Barbara Lion began working as secretary for the Daemen Board of Trustees in 1982 and reported directly to Dr. Marshall. She and the president worked closely on a variety of functions, including events planning and commencement ceremonies. She recalls Dr. Marshall as someone for whom she had great respect.

“He had a wonderful sense of humor that not many people got to see, and we got along very well,” Lion remembers. “Brilliant and well-spoken, he could be tough, but he always had very good intentions and everything he did was for the betterment of the school.”

Kimberly Cicero Austen ‘79 wrote to the Marshall family upon the former president’s passing to share her memories. “I was a student at Daemen in the late 1970s and I remember Dr. Marshall greeting students and being genuinely interested in the casual conversations he had with them,” Austen recalled. “I remember with fondness how Dr. Marshall helped serve breakfast to resident students during the famous Blizzard of ‘77 when staff members could not make it to work due to emergency conditions. He was a wonderful man.”
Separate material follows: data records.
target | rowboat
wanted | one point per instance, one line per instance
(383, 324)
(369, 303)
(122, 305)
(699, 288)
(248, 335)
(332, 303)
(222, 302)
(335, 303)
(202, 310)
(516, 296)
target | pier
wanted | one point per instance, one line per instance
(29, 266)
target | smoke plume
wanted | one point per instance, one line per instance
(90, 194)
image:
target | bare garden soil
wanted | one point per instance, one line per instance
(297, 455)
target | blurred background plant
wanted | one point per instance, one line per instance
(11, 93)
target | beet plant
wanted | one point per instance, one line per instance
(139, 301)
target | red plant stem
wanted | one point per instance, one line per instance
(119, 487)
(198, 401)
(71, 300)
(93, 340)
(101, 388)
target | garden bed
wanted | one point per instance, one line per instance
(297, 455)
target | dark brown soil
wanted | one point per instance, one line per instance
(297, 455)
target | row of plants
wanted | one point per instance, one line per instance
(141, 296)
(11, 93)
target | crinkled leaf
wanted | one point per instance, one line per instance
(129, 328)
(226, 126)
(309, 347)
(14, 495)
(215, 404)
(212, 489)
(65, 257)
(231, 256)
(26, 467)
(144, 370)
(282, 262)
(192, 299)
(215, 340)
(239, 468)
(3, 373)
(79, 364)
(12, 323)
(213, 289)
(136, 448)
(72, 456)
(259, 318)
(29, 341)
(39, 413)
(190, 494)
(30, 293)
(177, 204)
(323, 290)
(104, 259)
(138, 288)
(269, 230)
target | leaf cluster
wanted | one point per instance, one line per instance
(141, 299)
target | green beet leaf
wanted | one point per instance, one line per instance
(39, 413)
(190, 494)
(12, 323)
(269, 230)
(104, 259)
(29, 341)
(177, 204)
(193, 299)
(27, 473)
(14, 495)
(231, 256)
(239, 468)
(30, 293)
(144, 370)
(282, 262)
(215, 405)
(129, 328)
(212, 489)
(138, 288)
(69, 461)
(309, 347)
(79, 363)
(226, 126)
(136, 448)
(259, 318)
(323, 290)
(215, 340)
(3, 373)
Also, Dr. George Seifert, associate professor of sociology and chairperson of the Daemen Social Work Department, wrote, “I have President Marshall to thank for my 34-year career as a member of the Daemen College faculty. I was hired and tenured during his presidency and have enjoyed a wonderful career, in part, because of him.

Academic Vision

Evidence of Dr. Marshall’s leadership at Daemen can be seen not only in buildings and facilities on campus, but also in academic programs and the culture that exists today because he set a strong foundation. Beiswanger recalls how Dr. Marshall always stressed the importance of a liberal arts education along with professional studies. “Dr. Marshall’s ideas for balancing liberal arts studies with a specific major still resonate at Daemen as evidenced by the recent launch of the +Plus Up initiative,” he notes.

+Plus Up is a new academic initiative introduced under the direction of current Daemen president, Dr. Gary A. Olson, and Dr. Michael Brogan, vice president for academic affairs and dean of the college. +Plus Up is designed to connect undergraduate majors in the liberal arts to practical career and emerging job opportunities, similar to the philosophy Dr. Marshall championed during his tenure.

 After Daemen

When Dr. Marshall announced his retirement in 1995, enrollment in Daemen undergraduate and graduate programs had grown to more than 2,000 students, up from about 1,100 when he started. At the time, Dr. Marshall said, “I feel that I have done everything for the school that I can do. The college is doing so beautifully it is time to let new leadership take over.”

In retirement, Dr. Marshall enjoyed time with his family, as well as golf, music, sailing and the culinary arts. He was also a pilot and owner of five vintage aircraft, and participated in numerous air shows with the National Warplane Museum in Geneseo, N.Y.

Dr. Marshall is survived by his wife, daughter, son, three stepdaughters, five grandchildren, and six step-grandchildren.